In honor of this week's rampalooza, I have two recipes to share.
1 bunch (~20 ramps) rinsed and trimmed
3 tablespoons unsalted butter
2 tablespoons extra-virgin olive oil
1/3 cup dry white wine
~5 cups vegetable stock
1 cup Arborio rice
1/2 cup grated parmesan cheese
zest of one lemon
chives or parsley and 1/2 tsp of lemon zest to garnish
For this recipe, I made my own vegetable stock with some leftover scallions, leeks, one potato, a red pepper a carrot and two celery sticks.
If you look hard, you can see the rubber band that tied the
scallions together I fished out of the broth before it boiled.
Put a pot of water on to boil.
Divide ramps into whites and greens. Thinly slice whites and set aside.
Blanch greens in boiling water until bright green ~45 seconds. Transfer to a strainer and run under cold water until completely chilled. Transfer to a blender. Blend on high speed, adding about a tablespoon of water if necessary, until it is a bright green puree. Set aside.

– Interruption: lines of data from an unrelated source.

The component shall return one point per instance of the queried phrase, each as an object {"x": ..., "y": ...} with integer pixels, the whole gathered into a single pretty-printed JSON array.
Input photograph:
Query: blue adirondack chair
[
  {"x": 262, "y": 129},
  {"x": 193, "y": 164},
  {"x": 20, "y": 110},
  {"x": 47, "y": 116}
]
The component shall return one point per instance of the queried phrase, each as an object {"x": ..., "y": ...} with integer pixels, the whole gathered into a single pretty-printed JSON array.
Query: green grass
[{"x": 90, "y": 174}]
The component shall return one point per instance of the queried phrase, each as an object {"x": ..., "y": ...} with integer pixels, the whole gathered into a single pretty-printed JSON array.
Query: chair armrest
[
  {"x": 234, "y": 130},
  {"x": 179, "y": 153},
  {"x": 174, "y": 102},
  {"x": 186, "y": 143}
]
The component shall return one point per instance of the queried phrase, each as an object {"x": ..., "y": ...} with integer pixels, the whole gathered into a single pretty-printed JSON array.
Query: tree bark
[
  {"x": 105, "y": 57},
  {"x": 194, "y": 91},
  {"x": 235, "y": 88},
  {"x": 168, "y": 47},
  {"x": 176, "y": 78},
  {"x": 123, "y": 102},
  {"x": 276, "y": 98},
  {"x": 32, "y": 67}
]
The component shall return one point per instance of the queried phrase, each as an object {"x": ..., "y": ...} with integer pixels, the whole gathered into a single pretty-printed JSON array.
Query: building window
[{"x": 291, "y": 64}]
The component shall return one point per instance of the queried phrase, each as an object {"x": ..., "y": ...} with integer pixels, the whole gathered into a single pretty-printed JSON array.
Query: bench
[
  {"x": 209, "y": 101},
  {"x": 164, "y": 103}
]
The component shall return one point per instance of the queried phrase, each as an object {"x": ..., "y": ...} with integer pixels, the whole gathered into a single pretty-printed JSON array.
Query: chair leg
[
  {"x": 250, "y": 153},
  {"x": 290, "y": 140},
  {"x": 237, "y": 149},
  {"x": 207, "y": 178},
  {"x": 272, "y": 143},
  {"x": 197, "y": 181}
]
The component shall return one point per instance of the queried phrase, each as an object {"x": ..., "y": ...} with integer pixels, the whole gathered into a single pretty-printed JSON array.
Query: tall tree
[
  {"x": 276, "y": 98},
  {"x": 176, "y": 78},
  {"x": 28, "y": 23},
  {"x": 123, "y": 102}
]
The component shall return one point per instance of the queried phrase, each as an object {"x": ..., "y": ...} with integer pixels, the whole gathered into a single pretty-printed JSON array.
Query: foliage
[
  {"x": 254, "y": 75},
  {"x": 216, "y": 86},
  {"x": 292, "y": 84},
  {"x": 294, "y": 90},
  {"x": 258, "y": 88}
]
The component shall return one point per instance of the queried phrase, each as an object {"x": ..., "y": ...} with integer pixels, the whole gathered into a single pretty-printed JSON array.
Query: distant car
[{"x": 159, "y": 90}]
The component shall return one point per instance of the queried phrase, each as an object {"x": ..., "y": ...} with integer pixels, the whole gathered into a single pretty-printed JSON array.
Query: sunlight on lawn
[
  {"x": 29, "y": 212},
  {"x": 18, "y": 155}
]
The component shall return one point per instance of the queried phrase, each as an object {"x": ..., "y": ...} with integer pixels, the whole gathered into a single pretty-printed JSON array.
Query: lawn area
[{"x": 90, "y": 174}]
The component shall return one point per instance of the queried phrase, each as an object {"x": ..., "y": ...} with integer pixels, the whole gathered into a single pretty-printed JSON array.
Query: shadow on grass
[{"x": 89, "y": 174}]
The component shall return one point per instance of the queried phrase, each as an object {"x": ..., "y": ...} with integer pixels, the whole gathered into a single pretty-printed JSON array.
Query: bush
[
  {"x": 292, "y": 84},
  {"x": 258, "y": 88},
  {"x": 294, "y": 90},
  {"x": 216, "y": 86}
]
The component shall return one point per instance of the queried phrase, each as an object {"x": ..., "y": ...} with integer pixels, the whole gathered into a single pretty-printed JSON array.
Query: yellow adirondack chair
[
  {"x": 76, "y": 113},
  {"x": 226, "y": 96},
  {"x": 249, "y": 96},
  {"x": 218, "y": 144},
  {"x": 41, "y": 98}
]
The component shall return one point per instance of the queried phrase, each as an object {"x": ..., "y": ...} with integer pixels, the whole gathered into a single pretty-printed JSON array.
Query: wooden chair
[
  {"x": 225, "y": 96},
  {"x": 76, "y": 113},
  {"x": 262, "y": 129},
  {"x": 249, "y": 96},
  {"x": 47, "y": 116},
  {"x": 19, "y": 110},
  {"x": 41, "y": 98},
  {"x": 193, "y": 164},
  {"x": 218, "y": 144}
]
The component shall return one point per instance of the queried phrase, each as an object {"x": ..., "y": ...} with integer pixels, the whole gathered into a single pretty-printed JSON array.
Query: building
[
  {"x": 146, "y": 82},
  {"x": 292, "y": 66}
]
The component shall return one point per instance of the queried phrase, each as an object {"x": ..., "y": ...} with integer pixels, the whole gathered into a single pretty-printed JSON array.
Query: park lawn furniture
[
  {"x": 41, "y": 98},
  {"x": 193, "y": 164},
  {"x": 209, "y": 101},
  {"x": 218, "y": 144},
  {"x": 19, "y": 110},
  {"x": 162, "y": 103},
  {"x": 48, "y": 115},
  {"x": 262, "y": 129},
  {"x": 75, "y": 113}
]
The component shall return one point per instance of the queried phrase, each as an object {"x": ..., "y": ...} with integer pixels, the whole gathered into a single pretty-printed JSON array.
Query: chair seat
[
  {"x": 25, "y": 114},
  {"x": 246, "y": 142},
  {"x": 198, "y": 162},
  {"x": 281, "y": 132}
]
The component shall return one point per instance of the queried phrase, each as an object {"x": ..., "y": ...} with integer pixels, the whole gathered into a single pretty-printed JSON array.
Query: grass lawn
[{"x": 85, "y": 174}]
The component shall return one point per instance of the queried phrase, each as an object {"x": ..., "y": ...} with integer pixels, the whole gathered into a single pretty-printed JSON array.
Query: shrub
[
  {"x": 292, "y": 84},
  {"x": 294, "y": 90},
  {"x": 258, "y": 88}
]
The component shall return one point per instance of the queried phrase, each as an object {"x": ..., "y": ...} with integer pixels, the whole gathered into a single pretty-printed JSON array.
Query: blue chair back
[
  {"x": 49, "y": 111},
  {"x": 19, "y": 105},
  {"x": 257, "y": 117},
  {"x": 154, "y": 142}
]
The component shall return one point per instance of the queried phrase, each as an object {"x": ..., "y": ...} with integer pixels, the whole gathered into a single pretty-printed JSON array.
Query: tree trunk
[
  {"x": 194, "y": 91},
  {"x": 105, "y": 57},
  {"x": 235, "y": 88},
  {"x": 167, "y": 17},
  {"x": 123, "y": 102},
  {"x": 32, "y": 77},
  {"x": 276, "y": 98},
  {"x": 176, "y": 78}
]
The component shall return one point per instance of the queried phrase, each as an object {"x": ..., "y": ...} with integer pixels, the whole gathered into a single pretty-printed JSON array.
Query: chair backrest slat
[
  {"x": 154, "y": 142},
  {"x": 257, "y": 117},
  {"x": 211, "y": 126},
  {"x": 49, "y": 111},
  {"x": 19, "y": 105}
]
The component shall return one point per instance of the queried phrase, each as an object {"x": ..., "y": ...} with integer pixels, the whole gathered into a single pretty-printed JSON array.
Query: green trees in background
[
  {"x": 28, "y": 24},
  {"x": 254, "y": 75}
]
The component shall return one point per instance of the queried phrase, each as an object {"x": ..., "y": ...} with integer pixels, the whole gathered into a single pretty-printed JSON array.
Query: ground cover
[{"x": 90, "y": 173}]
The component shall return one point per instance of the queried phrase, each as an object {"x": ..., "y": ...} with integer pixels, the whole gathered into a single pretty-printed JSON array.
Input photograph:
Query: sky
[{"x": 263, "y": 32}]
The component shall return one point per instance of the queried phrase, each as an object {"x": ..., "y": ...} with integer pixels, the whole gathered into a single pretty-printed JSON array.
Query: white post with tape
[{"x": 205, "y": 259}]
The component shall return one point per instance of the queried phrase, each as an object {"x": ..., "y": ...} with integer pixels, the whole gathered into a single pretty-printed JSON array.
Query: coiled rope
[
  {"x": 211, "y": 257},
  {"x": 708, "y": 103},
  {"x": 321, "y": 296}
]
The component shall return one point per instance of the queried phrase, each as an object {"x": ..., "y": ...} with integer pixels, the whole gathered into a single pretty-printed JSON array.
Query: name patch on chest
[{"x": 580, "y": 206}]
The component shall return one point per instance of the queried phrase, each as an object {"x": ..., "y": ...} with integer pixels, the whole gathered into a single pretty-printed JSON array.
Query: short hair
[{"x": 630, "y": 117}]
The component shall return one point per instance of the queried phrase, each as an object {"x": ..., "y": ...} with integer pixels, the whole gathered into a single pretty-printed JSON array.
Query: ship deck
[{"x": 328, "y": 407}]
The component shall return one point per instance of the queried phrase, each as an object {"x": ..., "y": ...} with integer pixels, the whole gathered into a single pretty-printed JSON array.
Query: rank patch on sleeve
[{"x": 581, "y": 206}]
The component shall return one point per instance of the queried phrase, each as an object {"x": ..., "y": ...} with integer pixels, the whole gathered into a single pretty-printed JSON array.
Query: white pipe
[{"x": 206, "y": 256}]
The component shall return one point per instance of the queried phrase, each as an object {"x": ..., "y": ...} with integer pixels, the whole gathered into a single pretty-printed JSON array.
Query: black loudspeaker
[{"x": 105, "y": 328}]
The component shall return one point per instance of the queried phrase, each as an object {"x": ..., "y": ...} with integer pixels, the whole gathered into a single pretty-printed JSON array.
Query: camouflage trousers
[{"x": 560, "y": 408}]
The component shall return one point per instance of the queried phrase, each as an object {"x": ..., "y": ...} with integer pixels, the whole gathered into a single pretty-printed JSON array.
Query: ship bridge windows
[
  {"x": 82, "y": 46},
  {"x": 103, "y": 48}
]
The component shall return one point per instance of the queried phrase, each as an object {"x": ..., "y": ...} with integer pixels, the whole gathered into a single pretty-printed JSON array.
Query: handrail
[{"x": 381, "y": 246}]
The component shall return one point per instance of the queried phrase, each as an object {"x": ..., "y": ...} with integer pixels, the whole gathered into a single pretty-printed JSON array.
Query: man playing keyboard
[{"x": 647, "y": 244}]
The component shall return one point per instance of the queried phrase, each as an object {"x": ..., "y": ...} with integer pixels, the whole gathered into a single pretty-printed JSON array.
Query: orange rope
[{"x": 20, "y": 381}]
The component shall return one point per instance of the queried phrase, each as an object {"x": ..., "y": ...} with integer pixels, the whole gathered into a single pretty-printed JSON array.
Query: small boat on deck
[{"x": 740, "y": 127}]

Heat butter and olive oil in a large saucepan or Dutch oven over medium-high heat until foaming subsides.
Add ramp whites and cook, stirring frequently, until almost browned. Add a pinch of salt as they are cooking.
Add rice and cook, stirring and tossing frequently until rice is well-coated with the oil.
Add wine and cook, stirring until mostly absorbed.
Add 1 cup of stock at a time, stirring occasionally, until it is absorbed. Add more stock, 1 cup at a time, stirring until mostly absorbed after each addition, until rice is tender but still firm in the center.
Add half cup of stock, parmesan cheese, lemon zest, and ramp puree.
Cook, stirring constantly, until rice is cooked through and risotto is creamy and loose.
Season to taste with salt and pepper.
Garnish with chives or parsley and more lemon zest.
The risotto would be hard to surpass, but this tart was even better.
3 tbsp olive oil
2 tbsp butter
4 oz. morel mushrooms
1 shallot, minced
~25 ramps, trimmed
4 oz. soft goat cheese
2 tbsp. heavy cream
1 tbsp. lemon zest
1 egg yolk
1 sheet frozen, thawed puff pastry
salt and fresh ground pepper to taste
Preheat oven to 375 degrees.
Heat half of the oil and butter in a skillet over high heat.
Saute the mushrooms until they release most of their liquid, about 5 minutes.
Turn down the heat to medium and add shallots, stirring occasionally, until shallots are soft and translucent and liquid is gone, ~5 minutes more. Season with salt to taste.
Transfer to a bowl and set aside to cool.
Return skillet to heat along with remaining oil and butter. Add ramps and saute until tender, about 5 minutes.
Transfer to a plate and let cool.
In a medium bowl, stir together goat cheese, cream, 1 tbsp. lemon zest, egg yolk, and salt and pepper until smooth; set aside.
Line a baking sheet with parchment paper.
Place square of puff pastry on parchment and fold and score edges to create a rim around the edge of the tart.
Spread mushrooms over dough and place dollops of cheese mixture around mushrooms. Arrange ramps over cheese and mushrooms. Bake tart until crust is golden brown, about 30 minutes.
Sprinkle flaky salt and fresh ground pepper to taste.